My hand passed through.
"Alright... can't touch, but can sit.
What is this? Ghost 2.0? A night-time update?"
Maybe the rules changed at night.
Maybe I could fly again too.
But first... dinner.
Mom placed four plates again.
One of them... mine.
I whispered, "Thank you, Mom."
And for the first time all day, she smiled.
Just a little.
But it was real.
The three of them ate and talked.
Liam complained about school food.
Dad joked about how his boss probably eats worse.
Mom scolded both.
It felt... like home.
Not like I was watching strangers.
Not like I was dead.
But like I was there.
And in some small way—I was.
"Love you three," I whispered.
"I etched this into my soul."
I stood.
I didn't want to leave.
But I had to.
I turned one last time.
"Mom. Dad. Liam. Thank you.
God... thank you for giving me this moment."
I waited.
A few seconds passed.
A minute.
Still here.
"Thought so," I muttered.
"And here I was, waiting for some magical light beam or heavenly Uber to show up like, 'Congrats, ghost girl, you unlocked emotional closure.'"
I rolled my eyes.
"Figures."
"Alright.

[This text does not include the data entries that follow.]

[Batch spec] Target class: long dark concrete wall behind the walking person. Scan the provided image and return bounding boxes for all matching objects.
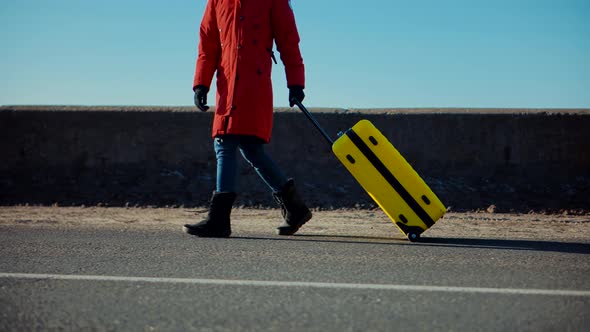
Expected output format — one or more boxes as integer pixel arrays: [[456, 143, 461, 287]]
[[0, 106, 590, 212]]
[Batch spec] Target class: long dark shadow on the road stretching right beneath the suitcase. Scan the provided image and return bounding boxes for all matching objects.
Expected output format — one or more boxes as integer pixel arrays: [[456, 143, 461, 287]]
[[237, 234, 590, 254]]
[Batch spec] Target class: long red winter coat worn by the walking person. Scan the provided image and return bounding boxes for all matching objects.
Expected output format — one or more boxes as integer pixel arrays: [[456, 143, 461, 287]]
[[193, 0, 305, 142]]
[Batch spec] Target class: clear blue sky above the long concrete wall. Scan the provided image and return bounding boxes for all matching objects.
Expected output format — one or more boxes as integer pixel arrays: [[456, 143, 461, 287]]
[[0, 0, 590, 108]]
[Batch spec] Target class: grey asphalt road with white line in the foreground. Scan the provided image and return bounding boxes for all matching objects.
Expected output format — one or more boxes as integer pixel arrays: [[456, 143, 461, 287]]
[[0, 219, 590, 331]]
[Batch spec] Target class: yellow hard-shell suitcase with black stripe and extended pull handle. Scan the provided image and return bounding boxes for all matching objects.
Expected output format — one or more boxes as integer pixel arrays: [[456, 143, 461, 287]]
[[295, 102, 447, 242]]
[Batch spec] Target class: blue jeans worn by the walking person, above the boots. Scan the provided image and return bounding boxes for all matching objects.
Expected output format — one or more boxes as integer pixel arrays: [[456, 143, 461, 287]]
[[214, 135, 287, 192]]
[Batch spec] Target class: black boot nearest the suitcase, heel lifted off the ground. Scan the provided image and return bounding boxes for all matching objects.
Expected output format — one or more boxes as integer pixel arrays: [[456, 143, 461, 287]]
[[273, 179, 311, 235]]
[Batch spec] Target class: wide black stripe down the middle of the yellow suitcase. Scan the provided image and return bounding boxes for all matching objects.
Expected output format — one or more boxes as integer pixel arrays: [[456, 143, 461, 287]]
[[346, 128, 434, 227]]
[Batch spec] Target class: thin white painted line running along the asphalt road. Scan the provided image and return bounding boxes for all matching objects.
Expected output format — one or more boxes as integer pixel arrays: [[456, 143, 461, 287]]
[[0, 273, 590, 297]]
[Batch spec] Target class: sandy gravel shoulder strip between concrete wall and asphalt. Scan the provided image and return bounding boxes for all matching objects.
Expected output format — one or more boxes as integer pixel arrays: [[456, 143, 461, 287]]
[[0, 206, 590, 242]]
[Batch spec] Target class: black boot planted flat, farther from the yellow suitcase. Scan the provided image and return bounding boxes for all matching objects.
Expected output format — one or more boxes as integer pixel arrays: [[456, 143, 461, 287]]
[[184, 192, 236, 237]]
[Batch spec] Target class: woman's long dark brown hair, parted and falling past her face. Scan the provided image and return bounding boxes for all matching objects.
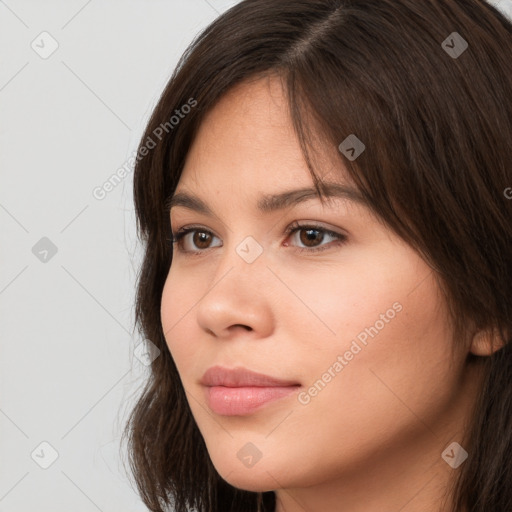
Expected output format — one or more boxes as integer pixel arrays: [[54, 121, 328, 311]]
[[123, 0, 512, 512]]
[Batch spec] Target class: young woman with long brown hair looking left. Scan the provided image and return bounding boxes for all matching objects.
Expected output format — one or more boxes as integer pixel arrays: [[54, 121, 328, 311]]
[[126, 0, 512, 512]]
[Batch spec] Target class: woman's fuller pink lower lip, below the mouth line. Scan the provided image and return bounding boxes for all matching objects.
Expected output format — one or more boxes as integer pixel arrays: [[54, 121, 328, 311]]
[[205, 386, 300, 416]]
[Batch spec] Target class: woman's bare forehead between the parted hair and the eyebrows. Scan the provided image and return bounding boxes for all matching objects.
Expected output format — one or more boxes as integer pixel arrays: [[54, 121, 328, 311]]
[[178, 76, 350, 194]]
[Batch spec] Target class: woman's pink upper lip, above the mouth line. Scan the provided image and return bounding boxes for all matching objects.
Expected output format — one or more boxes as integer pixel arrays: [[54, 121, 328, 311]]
[[201, 366, 300, 388]]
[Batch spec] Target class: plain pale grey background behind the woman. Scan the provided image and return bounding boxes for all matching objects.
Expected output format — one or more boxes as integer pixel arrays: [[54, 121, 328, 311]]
[[0, 0, 512, 512]]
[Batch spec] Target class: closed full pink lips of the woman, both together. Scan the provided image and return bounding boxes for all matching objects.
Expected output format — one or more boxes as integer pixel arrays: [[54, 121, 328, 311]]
[[201, 366, 300, 416]]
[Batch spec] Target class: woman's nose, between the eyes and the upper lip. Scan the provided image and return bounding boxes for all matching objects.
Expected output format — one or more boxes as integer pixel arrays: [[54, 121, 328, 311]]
[[196, 245, 275, 339]]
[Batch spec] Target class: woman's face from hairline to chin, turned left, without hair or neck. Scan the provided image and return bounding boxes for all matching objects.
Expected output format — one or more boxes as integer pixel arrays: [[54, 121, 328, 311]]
[[161, 78, 478, 504]]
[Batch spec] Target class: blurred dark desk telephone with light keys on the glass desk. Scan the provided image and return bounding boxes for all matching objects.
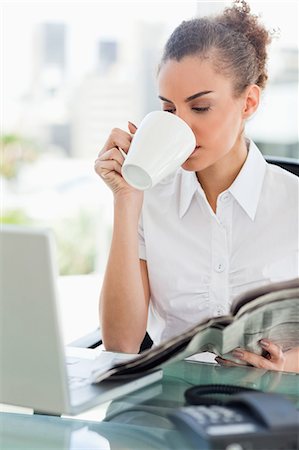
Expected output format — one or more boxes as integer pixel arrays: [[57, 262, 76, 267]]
[[169, 391, 299, 450]]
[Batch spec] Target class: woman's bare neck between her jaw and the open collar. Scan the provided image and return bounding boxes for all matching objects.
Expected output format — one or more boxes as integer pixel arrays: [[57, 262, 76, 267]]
[[196, 137, 247, 213]]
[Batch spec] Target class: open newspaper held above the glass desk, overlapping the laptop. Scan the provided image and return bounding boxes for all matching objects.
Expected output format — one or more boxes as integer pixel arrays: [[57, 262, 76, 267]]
[[92, 278, 299, 383]]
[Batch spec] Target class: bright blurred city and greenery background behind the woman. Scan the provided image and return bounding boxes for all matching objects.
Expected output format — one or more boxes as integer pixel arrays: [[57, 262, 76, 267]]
[[0, 0, 298, 275]]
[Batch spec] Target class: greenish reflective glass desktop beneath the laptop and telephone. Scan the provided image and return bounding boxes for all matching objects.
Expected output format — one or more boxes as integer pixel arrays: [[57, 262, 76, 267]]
[[0, 361, 299, 450]]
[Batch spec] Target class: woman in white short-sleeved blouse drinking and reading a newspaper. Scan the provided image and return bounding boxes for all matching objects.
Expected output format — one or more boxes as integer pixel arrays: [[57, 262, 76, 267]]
[[95, 1, 298, 370]]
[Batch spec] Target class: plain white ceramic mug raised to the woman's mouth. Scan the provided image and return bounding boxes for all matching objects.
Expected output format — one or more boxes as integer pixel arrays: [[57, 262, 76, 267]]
[[121, 111, 196, 190]]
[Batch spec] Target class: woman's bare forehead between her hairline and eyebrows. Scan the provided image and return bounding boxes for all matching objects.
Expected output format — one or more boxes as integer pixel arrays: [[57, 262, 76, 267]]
[[158, 56, 232, 99]]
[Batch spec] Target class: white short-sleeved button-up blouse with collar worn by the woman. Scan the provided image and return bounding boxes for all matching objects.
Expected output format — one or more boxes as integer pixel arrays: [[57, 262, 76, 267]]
[[139, 141, 299, 344]]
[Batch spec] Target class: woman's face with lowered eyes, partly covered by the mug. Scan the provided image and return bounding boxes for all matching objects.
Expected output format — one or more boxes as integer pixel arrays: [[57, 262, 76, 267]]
[[158, 56, 254, 171]]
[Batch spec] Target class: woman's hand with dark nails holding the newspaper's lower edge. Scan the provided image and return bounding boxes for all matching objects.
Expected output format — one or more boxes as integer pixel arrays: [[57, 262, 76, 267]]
[[215, 339, 286, 370]]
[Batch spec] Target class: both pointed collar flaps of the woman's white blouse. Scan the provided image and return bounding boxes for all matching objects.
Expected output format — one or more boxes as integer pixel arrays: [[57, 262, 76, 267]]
[[179, 141, 267, 220]]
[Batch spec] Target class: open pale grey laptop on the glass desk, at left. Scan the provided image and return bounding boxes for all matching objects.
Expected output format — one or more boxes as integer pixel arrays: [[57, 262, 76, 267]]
[[0, 225, 162, 415]]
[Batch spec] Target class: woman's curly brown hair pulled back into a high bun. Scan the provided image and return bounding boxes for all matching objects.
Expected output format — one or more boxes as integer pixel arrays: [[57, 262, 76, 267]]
[[159, 0, 271, 95]]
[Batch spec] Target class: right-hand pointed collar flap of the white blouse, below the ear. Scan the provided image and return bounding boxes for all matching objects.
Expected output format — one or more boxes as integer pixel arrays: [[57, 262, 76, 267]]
[[228, 141, 267, 220]]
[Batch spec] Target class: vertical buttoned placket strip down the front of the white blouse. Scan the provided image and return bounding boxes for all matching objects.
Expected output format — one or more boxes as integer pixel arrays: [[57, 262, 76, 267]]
[[210, 191, 233, 316]]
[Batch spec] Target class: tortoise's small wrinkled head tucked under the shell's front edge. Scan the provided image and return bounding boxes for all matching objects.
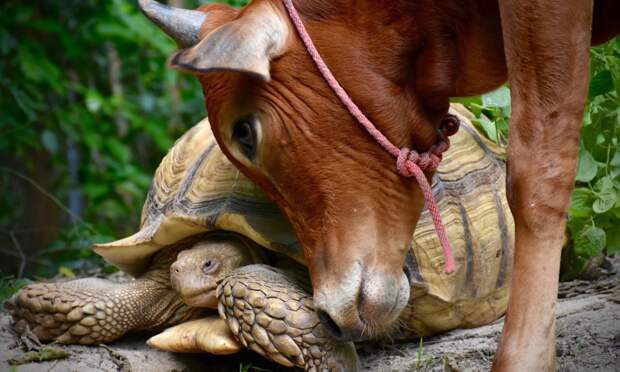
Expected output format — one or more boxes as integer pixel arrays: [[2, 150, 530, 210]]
[[170, 234, 256, 309]]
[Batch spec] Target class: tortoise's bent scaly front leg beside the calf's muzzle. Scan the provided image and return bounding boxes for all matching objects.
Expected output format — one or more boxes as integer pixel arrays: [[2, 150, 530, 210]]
[[217, 265, 359, 371]]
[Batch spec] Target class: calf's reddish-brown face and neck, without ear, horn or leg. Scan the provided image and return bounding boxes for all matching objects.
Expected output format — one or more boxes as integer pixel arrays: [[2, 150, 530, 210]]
[[188, 1, 505, 339]]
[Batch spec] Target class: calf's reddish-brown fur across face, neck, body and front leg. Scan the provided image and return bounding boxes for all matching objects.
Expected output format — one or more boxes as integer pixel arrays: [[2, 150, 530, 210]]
[[171, 0, 620, 370]]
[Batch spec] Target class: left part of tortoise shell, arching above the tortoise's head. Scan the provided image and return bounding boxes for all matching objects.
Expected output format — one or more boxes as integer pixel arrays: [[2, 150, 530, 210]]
[[94, 119, 303, 276]]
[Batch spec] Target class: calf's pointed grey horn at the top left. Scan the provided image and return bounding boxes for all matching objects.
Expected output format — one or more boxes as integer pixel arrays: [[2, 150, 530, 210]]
[[138, 0, 207, 48]]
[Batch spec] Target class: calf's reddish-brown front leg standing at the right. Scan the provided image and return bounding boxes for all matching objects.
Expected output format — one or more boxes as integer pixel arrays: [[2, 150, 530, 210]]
[[493, 0, 592, 371]]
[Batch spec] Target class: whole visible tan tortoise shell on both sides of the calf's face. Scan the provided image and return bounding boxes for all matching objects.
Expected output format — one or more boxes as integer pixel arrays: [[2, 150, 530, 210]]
[[94, 105, 514, 335]]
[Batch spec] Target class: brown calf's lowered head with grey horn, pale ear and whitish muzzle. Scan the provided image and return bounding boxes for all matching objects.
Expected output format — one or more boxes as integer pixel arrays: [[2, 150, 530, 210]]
[[141, 0, 448, 340]]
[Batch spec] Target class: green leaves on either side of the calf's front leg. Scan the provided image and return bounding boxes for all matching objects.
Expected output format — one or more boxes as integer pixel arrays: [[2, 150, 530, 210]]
[[456, 38, 620, 279]]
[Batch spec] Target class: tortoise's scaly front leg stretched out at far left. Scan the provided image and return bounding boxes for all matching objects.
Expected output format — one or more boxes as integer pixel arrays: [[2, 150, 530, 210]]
[[5, 277, 201, 345]]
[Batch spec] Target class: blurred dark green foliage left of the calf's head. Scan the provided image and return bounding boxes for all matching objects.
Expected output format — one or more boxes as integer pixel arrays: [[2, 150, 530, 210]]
[[0, 0, 245, 275]]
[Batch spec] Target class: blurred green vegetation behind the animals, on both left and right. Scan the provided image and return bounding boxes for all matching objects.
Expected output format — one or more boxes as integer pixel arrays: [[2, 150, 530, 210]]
[[0, 0, 620, 296]]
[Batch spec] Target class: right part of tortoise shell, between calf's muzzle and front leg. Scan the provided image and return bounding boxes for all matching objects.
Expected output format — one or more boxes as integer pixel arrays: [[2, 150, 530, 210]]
[[400, 105, 514, 339]]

No glowing portal. No transformation.
Just me, being weird and dead with new semi-useful powers."
I floated out the window and launched into the sky.
Yup. Flying's back.
"Thank you, nighttime ghost mode."
I soared high above the city.
The rooftops.
The traffic.
The tiny glowing windows.
"Okay, what next?"
"Guess I'm visiting more people.
More places.
More regrets."
A soft hum rippled through the air.
Faint, like power lines in the rain.
Then, I felt it.
A presence.
A stare.
Not human.
Not quite.
Like walking alone in a dark alley and realizing you're not alone.
My body tensed.
But I kept flying.
"It's probably just me.
Being me.
Paranoid, dramatic, emotionally unstable."
I glanced behind.
Nothing.
Whatever I'd felt a moment ago had dissolved into the night.
The air felt emptier than before—almost too empty.
"Yup. Totally just me..."
I flew higher.
The wind.
The cold.
The quiet.
For now... it was just me and the sky.
***
Something unseen observed—its stare vast and ancient, like the sky itself had grown eyes.
It followed her through the clouds. Around that presence, the air itself seemed to tremble; faint screeches echoed, then fell silent at a single word.
"Enough."
The night stood still.
She soared on, unaware.
Is the afterlife really this easy to simulate?